Tedious work, this is a working pair of piston sleeve and shaft. I have to make 3 more pairs, and a few more for the arms and other sections. This should look good even without the armor, like a bare T800 shell.
I made the piston shafts about 10~20% longer than the sleeves so I have enough leeway later on.
The pistons actually took a bit of time for me to figure out how to do without them having to look "forced" into the build. Like I mentioned before, this hybrid would have an exposed frame, and less outer armor, regardless I have to be mindful of how complex I make it.
Once I figured out how to articulate the piston connections it became a little easier. I had no foresight when I made these, so I had to do a workaround by carving slits onto the structure for maximum hold.
On these slits, I attach 3mm thick slabs cut in a way that it creates a tongue join with the piston structure.
Again, making the joins snug allow them to hold even without cement, making the joins strong in the process.
I then attached a peg that would serve as the swivel joint for the knee structure.
For the main leg structures, I decided to bevel the edges to give them better form. I used this method of beveling with sword blades, but works on squared and angled edges as well. I start off by marking a distance (2mm, in this case) from each edge I intend to bevel,
and using the edge of my 3/4" width steel ruler (a longer and wider ruler may work as well, but the smaller one is easier to handle, of course), I scrape of as much material as I can up to the designated lines on each side. I used to file bevels before, but this method is way faster because the ruler can scrape off more material evenly.
For the sloping bevel, I simply used a blunt knife (this blade has been with me for the last two years or so, and I've never found a reason to replace it) to nick as little material as I can based on the bevel's slope.
I then filed the surfaces even, leaving enough leeway for smooth sanding later on. You can see a significant improvement in form.

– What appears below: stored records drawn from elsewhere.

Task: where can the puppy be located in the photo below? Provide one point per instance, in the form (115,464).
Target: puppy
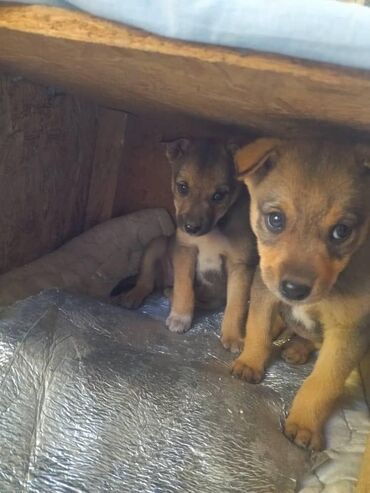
(213,253)
(310,211)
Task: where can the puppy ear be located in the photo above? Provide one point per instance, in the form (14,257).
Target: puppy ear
(363,156)
(253,157)
(177,149)
(232,146)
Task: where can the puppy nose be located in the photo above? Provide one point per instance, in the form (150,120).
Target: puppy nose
(192,228)
(294,291)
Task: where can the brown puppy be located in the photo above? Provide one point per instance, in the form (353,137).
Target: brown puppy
(310,211)
(213,252)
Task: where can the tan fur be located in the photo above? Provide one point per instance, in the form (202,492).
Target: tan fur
(364,478)
(316,185)
(224,247)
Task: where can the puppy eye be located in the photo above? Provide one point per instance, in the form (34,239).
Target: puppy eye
(182,188)
(219,196)
(275,222)
(340,232)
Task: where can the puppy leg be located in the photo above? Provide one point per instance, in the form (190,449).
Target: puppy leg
(341,351)
(239,281)
(259,333)
(364,478)
(298,350)
(181,315)
(156,249)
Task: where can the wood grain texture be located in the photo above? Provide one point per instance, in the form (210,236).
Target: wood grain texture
(108,159)
(59,162)
(143,73)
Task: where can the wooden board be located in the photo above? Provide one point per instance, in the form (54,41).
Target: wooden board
(58,168)
(142,73)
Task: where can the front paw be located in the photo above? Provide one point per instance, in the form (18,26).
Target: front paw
(303,435)
(243,370)
(231,342)
(178,323)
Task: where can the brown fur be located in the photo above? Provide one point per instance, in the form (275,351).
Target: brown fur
(217,258)
(316,185)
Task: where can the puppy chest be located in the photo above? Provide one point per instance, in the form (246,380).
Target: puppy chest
(211,251)
(302,322)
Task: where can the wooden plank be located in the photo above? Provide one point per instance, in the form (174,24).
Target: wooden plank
(108,159)
(139,72)
(46,152)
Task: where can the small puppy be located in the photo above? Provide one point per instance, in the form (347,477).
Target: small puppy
(310,211)
(213,253)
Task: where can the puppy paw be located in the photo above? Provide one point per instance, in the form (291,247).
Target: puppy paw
(295,355)
(303,436)
(297,351)
(242,370)
(231,343)
(178,323)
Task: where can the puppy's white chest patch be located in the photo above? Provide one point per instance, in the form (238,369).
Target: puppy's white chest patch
(300,315)
(207,262)
(210,250)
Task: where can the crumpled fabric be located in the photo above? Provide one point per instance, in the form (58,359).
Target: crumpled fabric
(97,398)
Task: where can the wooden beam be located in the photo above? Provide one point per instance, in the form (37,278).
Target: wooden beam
(108,159)
(142,73)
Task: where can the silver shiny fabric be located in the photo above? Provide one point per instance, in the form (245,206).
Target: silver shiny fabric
(94,398)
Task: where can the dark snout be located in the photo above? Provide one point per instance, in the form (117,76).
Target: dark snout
(296,284)
(195,226)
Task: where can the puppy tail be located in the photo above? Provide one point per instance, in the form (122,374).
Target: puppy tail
(148,274)
(124,285)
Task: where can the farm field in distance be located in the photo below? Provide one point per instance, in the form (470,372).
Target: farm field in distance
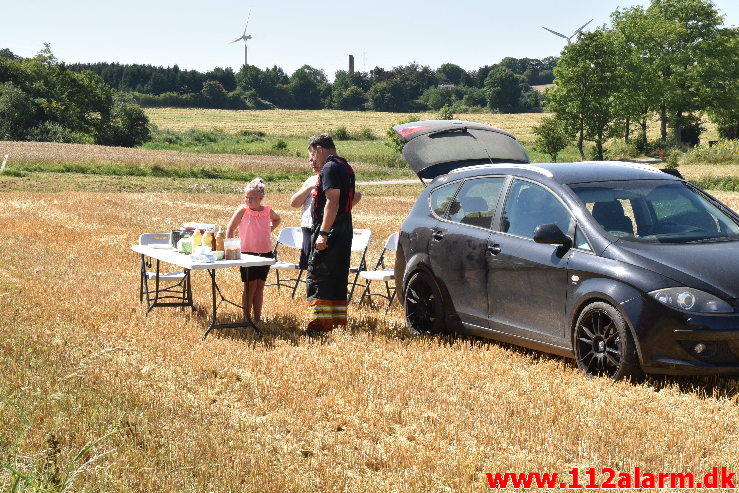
(98,396)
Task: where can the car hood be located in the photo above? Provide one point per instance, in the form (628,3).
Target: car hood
(436,147)
(711,267)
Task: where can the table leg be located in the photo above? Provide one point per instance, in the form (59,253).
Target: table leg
(216,292)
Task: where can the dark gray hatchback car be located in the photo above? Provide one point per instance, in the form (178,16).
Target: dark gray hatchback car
(621,266)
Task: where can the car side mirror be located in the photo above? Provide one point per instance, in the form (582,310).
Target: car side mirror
(550,234)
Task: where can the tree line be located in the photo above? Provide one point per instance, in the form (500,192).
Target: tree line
(503,87)
(673,60)
(42,100)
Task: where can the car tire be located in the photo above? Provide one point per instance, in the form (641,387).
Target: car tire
(603,344)
(424,305)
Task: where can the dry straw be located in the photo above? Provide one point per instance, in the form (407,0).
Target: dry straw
(365,409)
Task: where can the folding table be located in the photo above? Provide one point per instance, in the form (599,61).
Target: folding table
(170,255)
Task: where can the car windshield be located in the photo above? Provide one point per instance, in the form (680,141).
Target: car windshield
(656,211)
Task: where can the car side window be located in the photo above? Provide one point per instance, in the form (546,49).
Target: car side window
(528,206)
(477,200)
(441,197)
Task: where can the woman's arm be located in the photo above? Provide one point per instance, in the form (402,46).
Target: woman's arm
(275,218)
(299,197)
(233,223)
(357,197)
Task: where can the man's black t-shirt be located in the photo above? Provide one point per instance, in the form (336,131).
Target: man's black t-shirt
(338,174)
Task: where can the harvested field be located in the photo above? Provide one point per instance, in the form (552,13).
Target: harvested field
(304,123)
(365,409)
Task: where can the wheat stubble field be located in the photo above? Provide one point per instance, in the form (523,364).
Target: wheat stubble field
(96,396)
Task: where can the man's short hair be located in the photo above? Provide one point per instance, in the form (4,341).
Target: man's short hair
(323,140)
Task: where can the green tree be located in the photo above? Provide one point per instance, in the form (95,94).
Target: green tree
(688,31)
(450,73)
(16,112)
(503,89)
(640,92)
(720,75)
(551,137)
(127,125)
(213,94)
(307,85)
(588,77)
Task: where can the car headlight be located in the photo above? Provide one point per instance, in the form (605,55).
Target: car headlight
(691,300)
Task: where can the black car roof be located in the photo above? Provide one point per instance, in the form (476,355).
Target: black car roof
(586,171)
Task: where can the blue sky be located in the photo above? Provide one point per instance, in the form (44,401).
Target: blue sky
(290,33)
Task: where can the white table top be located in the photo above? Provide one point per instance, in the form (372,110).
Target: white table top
(170,255)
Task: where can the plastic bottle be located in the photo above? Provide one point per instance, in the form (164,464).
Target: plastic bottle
(197,239)
(208,238)
(220,236)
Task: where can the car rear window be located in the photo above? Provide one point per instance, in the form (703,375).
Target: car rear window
(656,211)
(442,197)
(476,201)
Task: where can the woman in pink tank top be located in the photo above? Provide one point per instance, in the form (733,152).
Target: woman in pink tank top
(255,223)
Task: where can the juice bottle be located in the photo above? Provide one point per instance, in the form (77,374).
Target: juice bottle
(220,236)
(208,238)
(197,240)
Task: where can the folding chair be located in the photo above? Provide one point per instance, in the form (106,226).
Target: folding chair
(170,288)
(381,273)
(360,243)
(289,237)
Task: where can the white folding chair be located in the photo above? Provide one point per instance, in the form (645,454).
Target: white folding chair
(360,243)
(381,273)
(289,237)
(170,288)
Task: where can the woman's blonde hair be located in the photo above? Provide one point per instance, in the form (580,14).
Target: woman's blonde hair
(256,185)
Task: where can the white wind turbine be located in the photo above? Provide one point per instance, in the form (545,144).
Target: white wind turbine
(569,39)
(244,37)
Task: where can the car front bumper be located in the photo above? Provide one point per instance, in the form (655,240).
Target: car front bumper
(681,343)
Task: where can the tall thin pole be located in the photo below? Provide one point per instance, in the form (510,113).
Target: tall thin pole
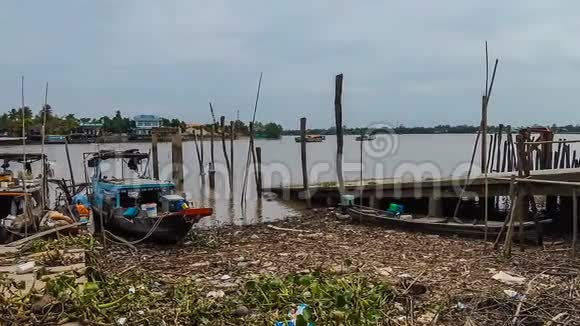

For the thigh pistons, I opted for smaller diameter pipes. Having them right beside one another and creating a support structure for them was a bit trickier than the calf pistons (I simply drilled two holes in the latter case). Here, I drilled one hole first, and used one of the pipes as a distance guide for the other hole. I then enlarged each of the holes just enough for them to meet, and then inserted the two pipes together. Again, a snug fit is essential, because the pipes I am using are not made with PS plastic and do not melt with the cement.
In this case, I created support structure for both ends of the piston assembly to make it sturdy.
After filing the ends to shape, I added a peg on the top support structure that will serve as the swivel joint.
For the shaft assembly, I simply "dovetailed" the two ends to a horizontal peg and cemented them together. The shaft portion's swivel joint will connect to the front knee assembly.
For the thigh pistons' "cheek" swivel structure, I cut a 3/4 strip of 1.0mm HIPS, made a random shape based on the holes I drilled on the main thigh, and used that shape as the template for the others. (I find it easier in this case to use rectangular slabs Instead of making the exact shape right away, mainly because I'm estimating the size and shapes rather than making actual measurements). I cemented another strip to the first shape at an angle, to achieve a stairstep,
Then glued the entire group all at once on a huge piece of HIPS to "save" on material. The final thickness of each "cheek" is 3mm, with the outer lip that will hold the pistons' swivel at 2mm. The cheeks connect to the thigh via pegs, and would later be held in place by the interlocking thigh armor.
Swivel Test: You can see where the pegs are positioned via color differences on the plastic. The calf pistons' shaft swivels are simpler and would be hidden by armor.
I'll be working on the Leg Armor, then foot and the hip structures next.